Retrieval Infrastructure

Building Context for LLMs: The Retrieval Problem at Scale

Yuki Nakashima August 24, 2023

The single most important architectural decision in an LLM application is how you fill the context window. A model's output quality is bounded by the quality of what it can see, and what it can see is bounded by the retrieval architecture beneath it. Retrieval-augmented generation is not a technique — it is an infrastructure problem with a wide solution space and significant performance implications.

The retrieval problem has four components that interact in non-obvious ways: document chunking, embedding quality, index performance, and reranking. Most tutorials present these as a pipeline with obvious defaults. In production at scale, each component has failure modes that compound with the others in ways that are difficult to diagnose without systematic instrumentation.

The chunking problem

Documents don't naturally decompose into retrieval units. The right chunk size depends on the embedding model's optimal input length, the granularity of the retrieval queries, the coherence of the document structure, and the downstream model's context window size. Fixed-size chunking with 512 tokens is a reasonable default for experimentation. It's rarely the right answer for production systems where the source documents have meaningful structure — code repositories, legal documents, knowledge bases, research papers — that informs how they should be retrieved.

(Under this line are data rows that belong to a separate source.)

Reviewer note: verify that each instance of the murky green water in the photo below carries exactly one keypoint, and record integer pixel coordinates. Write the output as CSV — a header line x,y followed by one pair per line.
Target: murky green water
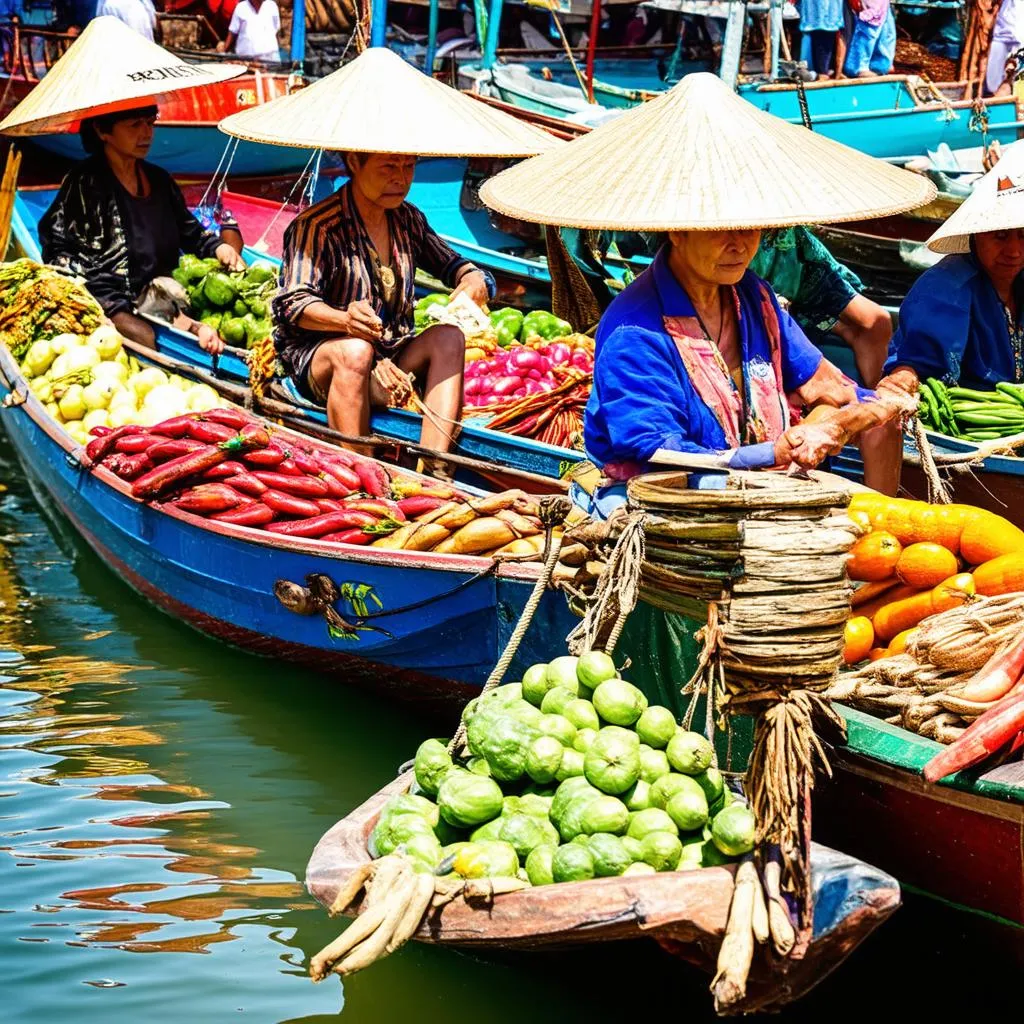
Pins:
x,y
160,795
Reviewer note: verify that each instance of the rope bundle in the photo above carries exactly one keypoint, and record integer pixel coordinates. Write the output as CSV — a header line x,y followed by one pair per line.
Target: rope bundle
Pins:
x,y
762,563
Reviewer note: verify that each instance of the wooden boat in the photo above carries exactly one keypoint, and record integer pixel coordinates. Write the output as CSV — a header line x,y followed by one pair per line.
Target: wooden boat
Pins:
x,y
893,117
683,911
961,841
186,139
448,617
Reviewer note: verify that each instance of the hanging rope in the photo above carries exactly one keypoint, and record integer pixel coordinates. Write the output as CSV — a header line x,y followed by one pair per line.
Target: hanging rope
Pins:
x,y
616,593
554,510
938,493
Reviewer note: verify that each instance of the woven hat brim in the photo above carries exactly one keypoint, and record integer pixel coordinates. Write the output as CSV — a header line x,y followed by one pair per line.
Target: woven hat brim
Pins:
x,y
380,103
700,158
109,68
995,204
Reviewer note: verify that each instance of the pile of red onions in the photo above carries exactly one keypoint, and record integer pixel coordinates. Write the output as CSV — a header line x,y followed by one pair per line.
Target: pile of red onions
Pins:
x,y
519,371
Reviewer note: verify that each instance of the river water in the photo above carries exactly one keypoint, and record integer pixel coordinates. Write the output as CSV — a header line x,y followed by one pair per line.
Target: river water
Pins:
x,y
160,795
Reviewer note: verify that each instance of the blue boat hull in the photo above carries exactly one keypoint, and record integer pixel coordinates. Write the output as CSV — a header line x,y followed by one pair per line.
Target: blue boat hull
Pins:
x,y
195,150
221,580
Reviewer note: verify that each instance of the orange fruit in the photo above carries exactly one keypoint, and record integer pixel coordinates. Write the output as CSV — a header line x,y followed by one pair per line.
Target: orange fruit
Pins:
x,y
926,564
858,637
873,557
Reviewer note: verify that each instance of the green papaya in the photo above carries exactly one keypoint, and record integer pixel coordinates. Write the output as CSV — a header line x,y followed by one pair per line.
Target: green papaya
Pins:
x,y
220,291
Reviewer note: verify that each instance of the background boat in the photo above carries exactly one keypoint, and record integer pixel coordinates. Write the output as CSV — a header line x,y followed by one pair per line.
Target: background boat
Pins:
x,y
186,139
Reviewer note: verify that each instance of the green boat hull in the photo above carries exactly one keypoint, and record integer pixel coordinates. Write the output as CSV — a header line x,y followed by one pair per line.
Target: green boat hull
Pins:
x,y
961,842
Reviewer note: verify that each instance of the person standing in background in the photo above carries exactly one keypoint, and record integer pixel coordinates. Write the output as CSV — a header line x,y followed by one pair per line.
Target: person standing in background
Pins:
x,y
872,45
1006,40
137,14
253,32
820,25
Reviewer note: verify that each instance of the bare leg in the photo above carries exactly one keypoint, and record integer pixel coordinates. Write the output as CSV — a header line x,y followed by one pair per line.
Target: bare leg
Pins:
x,y
438,357
865,327
341,371
135,329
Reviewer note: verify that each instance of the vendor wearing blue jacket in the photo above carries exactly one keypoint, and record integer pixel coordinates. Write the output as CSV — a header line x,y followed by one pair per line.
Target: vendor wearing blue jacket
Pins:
x,y
962,322
696,355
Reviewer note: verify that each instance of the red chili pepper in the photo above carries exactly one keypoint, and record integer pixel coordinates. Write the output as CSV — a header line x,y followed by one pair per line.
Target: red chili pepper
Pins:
x,y
306,463
420,505
329,505
254,435
350,537
209,498
210,433
224,471
177,426
248,484
172,473
290,505
303,486
339,457
99,448
229,417
128,466
250,514
373,477
334,487
347,477
330,522
133,443
269,456
380,507
174,448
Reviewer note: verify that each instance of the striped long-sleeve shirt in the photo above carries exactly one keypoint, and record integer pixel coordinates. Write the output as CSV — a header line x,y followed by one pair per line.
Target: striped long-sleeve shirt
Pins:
x,y
328,259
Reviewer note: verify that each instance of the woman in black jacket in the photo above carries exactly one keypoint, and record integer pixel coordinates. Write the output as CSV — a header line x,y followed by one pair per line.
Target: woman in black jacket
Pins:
x,y
120,222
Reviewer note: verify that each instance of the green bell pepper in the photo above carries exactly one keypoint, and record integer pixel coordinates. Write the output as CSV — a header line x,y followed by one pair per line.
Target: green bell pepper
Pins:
x,y
219,290
507,324
544,324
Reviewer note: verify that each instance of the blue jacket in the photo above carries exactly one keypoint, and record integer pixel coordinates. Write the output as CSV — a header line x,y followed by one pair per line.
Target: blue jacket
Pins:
x,y
952,327
642,398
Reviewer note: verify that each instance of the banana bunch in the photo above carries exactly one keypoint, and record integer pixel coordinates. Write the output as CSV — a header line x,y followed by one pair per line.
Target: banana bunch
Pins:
x,y
40,302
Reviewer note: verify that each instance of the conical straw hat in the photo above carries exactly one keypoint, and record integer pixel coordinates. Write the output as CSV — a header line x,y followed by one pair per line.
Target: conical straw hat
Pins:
x,y
109,68
995,205
700,158
379,103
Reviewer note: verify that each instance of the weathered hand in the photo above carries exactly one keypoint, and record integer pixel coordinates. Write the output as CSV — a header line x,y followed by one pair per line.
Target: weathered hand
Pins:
x,y
229,257
474,286
363,322
209,340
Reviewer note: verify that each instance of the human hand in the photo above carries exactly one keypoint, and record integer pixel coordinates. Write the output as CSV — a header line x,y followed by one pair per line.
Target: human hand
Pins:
x,y
474,286
901,381
363,322
229,256
784,446
209,340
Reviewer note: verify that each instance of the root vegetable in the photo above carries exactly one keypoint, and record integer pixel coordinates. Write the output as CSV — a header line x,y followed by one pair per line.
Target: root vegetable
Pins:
x,y
480,535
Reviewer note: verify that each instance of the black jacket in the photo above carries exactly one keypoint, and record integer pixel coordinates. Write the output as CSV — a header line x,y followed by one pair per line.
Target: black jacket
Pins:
x,y
84,231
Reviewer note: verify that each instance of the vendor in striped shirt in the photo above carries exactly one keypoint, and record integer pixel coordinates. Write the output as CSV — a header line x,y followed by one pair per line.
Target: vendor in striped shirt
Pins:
x,y
347,296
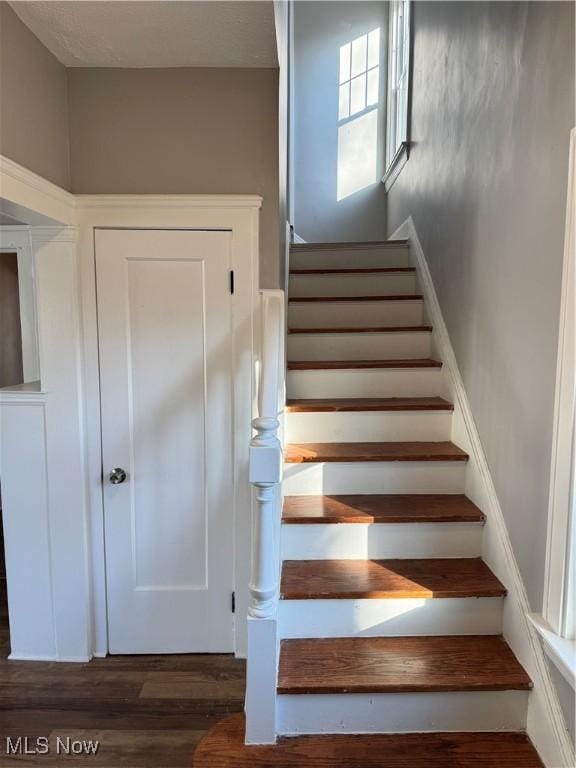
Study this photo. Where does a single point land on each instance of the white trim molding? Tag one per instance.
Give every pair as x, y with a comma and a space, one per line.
62, 239
240, 215
18, 239
561, 652
557, 599
28, 197
545, 721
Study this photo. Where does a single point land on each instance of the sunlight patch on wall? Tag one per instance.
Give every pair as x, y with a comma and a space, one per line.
357, 154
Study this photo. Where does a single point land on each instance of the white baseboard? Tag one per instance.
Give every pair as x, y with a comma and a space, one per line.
33, 657
545, 722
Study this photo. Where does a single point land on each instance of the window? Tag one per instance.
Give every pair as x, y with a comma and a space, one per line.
360, 130
359, 74
398, 87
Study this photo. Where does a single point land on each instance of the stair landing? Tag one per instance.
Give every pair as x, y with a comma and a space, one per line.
224, 747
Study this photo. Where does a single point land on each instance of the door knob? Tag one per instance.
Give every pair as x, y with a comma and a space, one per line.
117, 476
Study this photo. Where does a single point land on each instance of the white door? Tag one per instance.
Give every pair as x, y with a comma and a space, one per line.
164, 325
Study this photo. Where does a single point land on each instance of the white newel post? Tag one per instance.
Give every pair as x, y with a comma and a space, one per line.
266, 477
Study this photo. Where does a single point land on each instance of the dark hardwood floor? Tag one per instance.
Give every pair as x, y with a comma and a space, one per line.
144, 710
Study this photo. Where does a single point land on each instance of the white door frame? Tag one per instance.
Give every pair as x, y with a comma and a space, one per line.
238, 214
62, 227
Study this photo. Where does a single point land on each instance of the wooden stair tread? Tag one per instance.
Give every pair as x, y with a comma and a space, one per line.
367, 329
444, 450
351, 271
399, 665
361, 245
318, 365
346, 404
391, 297
389, 508
388, 579
223, 747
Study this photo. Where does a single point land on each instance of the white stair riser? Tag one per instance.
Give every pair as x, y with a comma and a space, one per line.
367, 426
358, 346
358, 541
369, 382
402, 712
350, 258
354, 314
374, 477
369, 284
390, 618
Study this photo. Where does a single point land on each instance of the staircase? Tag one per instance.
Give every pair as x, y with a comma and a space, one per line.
389, 619
389, 623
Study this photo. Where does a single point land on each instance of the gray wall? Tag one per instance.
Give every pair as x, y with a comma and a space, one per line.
493, 105
179, 131
320, 28
33, 102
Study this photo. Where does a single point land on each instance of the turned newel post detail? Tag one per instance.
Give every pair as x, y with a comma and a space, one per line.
265, 472
265, 475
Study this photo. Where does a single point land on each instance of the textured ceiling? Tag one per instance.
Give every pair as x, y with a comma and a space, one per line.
154, 33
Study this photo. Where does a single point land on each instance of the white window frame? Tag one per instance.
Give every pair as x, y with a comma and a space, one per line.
398, 92
557, 625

Semantic chunking — splitting documents at semantic boundaries rather than token boundaries — tends to improve retrieval quality significantly for structured document types. Hierarchical chunking, where documents are indexed at multiple granularities simultaneously, improves performance on queries that range from specific to general. These are not exotic techniques, but they require more sophisticated pipeline infrastructure than a simple character splitter.

Embedding model selection is underappreciated

The dominant embedding models for text retrieval — OpenAI's ada-002 being the most widely used — are trained on general text and optimized for general semantic similarity. For domain-specific retrieval tasks, they often underperform fine-tuned or domain-specific alternatives by meaningful margins. The gap is most pronounced in technical domains — code, scientific literature, legal text — where the semantic similarity that matters for retrieval is structured by domain conventions that general-purpose models don't encode well.

Most teams don't evaluate this empirically before deploying. They use the default model, observe mediocre retrieval quality, and attribute it to retrieval architecture rather than embedding quality. Systematic embedding model evaluation is basic practice but surprisingly uncommon.

Where vector databases fit

Vector databases have absorbed a lot of the conversation about the retrieval infrastructure stack, for good reason — they're the component that's most obviously missing from a standard relational database setup. But vector search quality is largely an embedding quality and indexing strategy problem, not a database choice problem. Most major vector databases offer comparable raw ANN search performance. The differentiation is in metadata filtering performance, hybrid search (combining vector and keyword retrieval), update performance, and operational manageability.

At Flintrock, we've been watching both Qdrant and Weaviate solve different parts of this problem in ways that reflect different architectural philosophies. Qdrant's filterable HNSW approach treats metadata filtering as an index-level concern. Weaviate's object-native model treats the vector and its metadata as first-class together, which simplifies application logic at the cost of a less general query model. Both are correct for certain workloads. The right choice is workload-dependent, not universal.

Reranking changes the economics

Two-stage retrieval — retrieve a large candidate set from the vector index, then rerank with a more expensive cross-encoder model — substantially improves retrieval quality at modest latency cost. This is increasingly standard practice in production RAG systems at scale. The economic implication is that the first-stage retrieval index needs to recall at high volume (top-100 or top-200 rather than top-5), which changes the performance profile required from the vector database. Infrastructure designed around top-5 retrieval will underperform at top-100, sometimes significantly. This is a planning consideration that most teams miss when initially sizing their retrieval infrastructure.